Yep, it might be redundant for now, because all we need is target
compilers.  Target names aren't necessary.

>  * Is the user expected to set OFFLOAD_TARGET_COMPILERS, or should
>    this be done by the gcc driver, possibly based on command line
>    options (I'd much prefer that)?

It's supposed to be set by gcc driver.  Initial work in this direction
could be found here:
http://gcc.gnu.org/ml/gcc-patches/2013-12/msg01242.html

>  * Do we actually need an -fopenmp-target option? The way I imagine it
>    (and which was somewhat present in the Makefile patches I posted
>    last year) is that an offload compiler is specially configured to
>    know that that's how it will be used, and to know what the host
>    architecture is. A $target-gen-offload could then be built with
>    knowledge of the host architecture and installed in the host
>    compiler's libexec install directory.

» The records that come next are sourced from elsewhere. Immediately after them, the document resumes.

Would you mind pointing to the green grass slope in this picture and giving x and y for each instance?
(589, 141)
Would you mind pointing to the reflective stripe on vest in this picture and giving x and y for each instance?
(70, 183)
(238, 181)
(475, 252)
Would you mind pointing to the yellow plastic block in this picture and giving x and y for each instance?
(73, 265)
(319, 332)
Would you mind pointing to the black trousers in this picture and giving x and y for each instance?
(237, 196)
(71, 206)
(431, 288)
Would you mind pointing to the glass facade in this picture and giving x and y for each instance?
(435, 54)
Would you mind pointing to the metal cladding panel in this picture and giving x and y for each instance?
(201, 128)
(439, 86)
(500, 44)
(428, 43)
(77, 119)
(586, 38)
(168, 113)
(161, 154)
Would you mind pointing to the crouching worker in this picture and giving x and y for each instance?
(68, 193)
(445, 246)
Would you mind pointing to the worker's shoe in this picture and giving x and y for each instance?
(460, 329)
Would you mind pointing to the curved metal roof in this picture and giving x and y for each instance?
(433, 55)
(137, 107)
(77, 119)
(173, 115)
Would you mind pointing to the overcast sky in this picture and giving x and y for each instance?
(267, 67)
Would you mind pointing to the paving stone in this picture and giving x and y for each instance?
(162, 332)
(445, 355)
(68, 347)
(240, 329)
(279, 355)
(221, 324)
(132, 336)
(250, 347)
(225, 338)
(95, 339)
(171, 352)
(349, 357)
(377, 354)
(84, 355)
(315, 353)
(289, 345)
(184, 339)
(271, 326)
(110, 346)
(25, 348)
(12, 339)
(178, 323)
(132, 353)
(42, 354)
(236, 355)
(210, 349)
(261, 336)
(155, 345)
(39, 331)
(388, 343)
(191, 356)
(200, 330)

Our idea here was that a single x86 compiler could serve both as host
and as target compiler, depending on presence of this option.  If
these compilers are always different, then indeed this option isn't
needed.

> Bernd

  -- Ilya
diff mbox

Patch

diff --git a/gcc/lto/lang.opt b/gcc/lto/lang.opt
index 7a9aede..cd0098c 100644
--- a/gcc/lto/lang.opt
+++ b/gcc/lto/lang.opt
@@ -40,4 +40,8 @@  fresolution=
 LTO Joined
 The resolution file
 
+fopenmp_target
+LTO Var(flag_openmp_target)
+Run LTO infrastructure to read target-side bytecode and to build it.
+
 ; This comment is to ensure we retain the blank line above.
diff --git a/gcc/lto/lto-object.c b/gcc/lto/lto-object.c
index 19f10cc..64274f3 100644
--- a/gcc/lto/lto-object.c
+++ b/gcc/lto/lto-object.c
@@ -59,6 +59,8 @@  struct lto_simple_object
 
 static simple_object_attributes *saved_attributes;
 
+extern const char *section_name_prefix;
+
 /* Initialize FILE, an LTO file object for FILENAME.  */
 
 static void
@@ -229,8 +231,7 @@  lto_obj_add_section (void *data, const char *name, off_t offset,
   void **slot;
   struct lto_section_list *list = loasd->list;
 
-  if (strncmp (name, LTO_SECTION_NAME_PREFIX,
-	       strlen (LTO_SECTION_NAME_PREFIX)) != 0)
+  if (strncmp (name, section_name_prefix, strlen (section_name_prefix)))
     return 1;
 
   new_name = xstrdup (name);
diff --git a/gcc/lto/lto.c b/gcc/lto/lto.c
index 0211437..dedf8a8 100644
--- a/gcc/lto/lto.c
+++ b/gcc/lto/lto.c
@@ -49,6 +49,8 @@  along with GCC; see the file COPYING3.  If not see
 #include "context.h"
 #include "pass_manager.h"
 
+extern const char *section_name_prefix;
+
 /* Vector to keep track of external variables we've seen so far.  */
 vec<tree, va_gc> *lto_global_var_decls;
 
@@ -2081,7 +2083,7 @@  lto_section_with_id (const char *name, unsigned HOST_WIDE_INT *id)
 {
   const char *s;
 
-  if (strncmp (name, LTO_SECTION_NAME_PREFIX, strlen (LTO_SECTION_NAME_PREFIX)))
+  if (strncmp (name, section_name_prefix, strlen (section_name_prefix)))
     return 0;
   s = strrchr (name, '.');
   return s && sscanf (s, "." HOST_WIDE_INT_PRINT_HEX_PURE, id) == 1;
@@ -2757,6 +2759,9 @@  read_cgraph_and_symbols (unsigned nfiles, const char **fnames)
 
   timevar_push (TV_IPA_LTO_DECL_IN);
 
+  if (flag_openmp_target)
+    section_name_prefix = OMP_SECTION_NAME_PREFIX;
+
   real_file_decl_data
     = decl_data = ggc_alloc_cleared_vec_lto_file_decl_data_ptr (nfiles + 1);
   real_file_count = nfiles;